Image title: Train wreck at Montparnasse
Credit: Studio Lévy et Fils, 1895
Copyright: Public domain

When was the last time you totally, completely, utterly loused up a project or a report or some other task in your professional life? When was the last time you dissected that failure, in meticulous detail, in front of a room full of colleagues? Let’s face it: we’ve all had the first experience, and I’d wager that most of us would pay good money to avoid the second.

It’s a given that we’ll all encounter failure professionally, but there’s a strong cultural disincentive to talk about it. Failure is bad. It is to be avoided at all costs. And should one fail, that failure should be buried away in a dark closet with one’s other skeletons. At the same time, it’s well acknowledged that failure is a critical step on the path to success. It’s only through failing and learning from that experience that we can make the necessary course corrections. In that sense, refusing to acknowledge or unpack failure is a disservice: failure is more valuable when well-understood than when ignored.

This philosophy — that we can gain value from failure by acknowledging and understanding it openly — is the underlying principle behind Fail4Lib, the perennial preconference workshop that takes place at the annual Code4Lib conference, and which completed its fifth iteration (Fail5Lib!) at Code4Lib 2017 in Los Angeles. Jason Casden (now of UNC Libraries) originally conceived of the Fail4Lib idea, and together he and I developed the concept into a workshop about understanding, analyzing, and coming to terms with professional failure in a safe, collegial environment.

Participants in a Fail4Lib workshop engage in a number of activities to foster a healthier relationship with failure: case study discussions to analyze high-profile failures such as the Challenger disaster and the Volkswagen diesel emissions scandal; lightning talks where brave souls share their own professional failures and talk about the lessons they learned; and an open bull session about risk, failure, and organizational culture, to brainstorm on how we can identify and manage failure, and how to encourage our organizations to become more failure-tolerant.

Fail4Lib’s goal is to help its participants to get better at failing.

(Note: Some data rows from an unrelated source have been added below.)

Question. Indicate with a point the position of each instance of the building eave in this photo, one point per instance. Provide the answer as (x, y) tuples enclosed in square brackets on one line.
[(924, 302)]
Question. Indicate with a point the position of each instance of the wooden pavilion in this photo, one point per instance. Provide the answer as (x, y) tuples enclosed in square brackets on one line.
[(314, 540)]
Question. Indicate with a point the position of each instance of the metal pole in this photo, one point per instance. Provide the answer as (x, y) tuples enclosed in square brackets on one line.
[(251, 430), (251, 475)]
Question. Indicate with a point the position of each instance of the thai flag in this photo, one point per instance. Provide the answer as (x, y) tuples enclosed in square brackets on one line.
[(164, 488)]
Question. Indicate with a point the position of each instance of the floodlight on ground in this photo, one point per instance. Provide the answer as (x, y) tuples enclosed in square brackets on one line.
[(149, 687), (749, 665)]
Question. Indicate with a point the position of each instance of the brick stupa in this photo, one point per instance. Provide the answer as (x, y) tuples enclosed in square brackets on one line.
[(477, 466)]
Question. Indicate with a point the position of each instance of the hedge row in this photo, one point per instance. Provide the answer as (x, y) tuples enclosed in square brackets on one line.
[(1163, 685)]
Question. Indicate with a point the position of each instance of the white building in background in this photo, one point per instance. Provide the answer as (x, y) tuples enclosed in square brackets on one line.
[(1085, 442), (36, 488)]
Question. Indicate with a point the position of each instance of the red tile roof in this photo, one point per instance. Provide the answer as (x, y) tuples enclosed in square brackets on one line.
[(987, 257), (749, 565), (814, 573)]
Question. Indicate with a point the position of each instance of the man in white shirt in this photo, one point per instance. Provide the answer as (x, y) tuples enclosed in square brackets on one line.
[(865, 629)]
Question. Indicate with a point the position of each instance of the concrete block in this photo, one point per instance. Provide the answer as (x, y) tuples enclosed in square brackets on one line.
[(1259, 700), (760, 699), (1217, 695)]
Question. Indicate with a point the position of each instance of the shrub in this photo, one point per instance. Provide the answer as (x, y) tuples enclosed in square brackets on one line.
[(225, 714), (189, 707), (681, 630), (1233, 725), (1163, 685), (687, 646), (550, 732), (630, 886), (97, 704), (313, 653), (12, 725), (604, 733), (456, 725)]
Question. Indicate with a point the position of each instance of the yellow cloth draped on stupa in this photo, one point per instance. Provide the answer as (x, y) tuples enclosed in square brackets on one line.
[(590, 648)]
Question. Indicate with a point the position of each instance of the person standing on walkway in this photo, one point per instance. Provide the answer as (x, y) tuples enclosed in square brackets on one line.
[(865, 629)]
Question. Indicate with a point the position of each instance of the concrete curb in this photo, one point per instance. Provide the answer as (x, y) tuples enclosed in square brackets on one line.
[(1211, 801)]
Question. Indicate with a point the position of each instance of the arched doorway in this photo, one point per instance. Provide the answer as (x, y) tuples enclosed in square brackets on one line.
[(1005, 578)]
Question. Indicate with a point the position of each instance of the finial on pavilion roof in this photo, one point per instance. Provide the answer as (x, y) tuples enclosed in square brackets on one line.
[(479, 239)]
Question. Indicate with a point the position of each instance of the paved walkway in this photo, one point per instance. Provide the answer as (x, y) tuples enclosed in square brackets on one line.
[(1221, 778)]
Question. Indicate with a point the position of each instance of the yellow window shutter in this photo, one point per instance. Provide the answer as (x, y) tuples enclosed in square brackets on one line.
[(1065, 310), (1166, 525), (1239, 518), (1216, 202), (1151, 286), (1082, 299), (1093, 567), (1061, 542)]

By practicing talking about and thinking about failure, we position ourselves to learn more from the failures of others as well as our own future failures. By sharing and talking through our failures we maximize the value of our experiences, we normalize the practice of openly acknowledging and discussing failure, and we reinforce the message to participants that it happens to all of us. And by brainstorming approaches to allow our institutions to be more failure-tolerant, we can begin making meaningful organizational change towards accepting failure as part of the development process.

The principles I’ve outlined here not only form the framework for the Fail4Lib workshop, they also represent a philosophy for engaging with professional failure in a constructive and blameless way. It’s only by normalizing the experience of failure that we can gain the most from it; in so doing, we make failure more productive, we accelerate our successes, and we make ourselves more resilient.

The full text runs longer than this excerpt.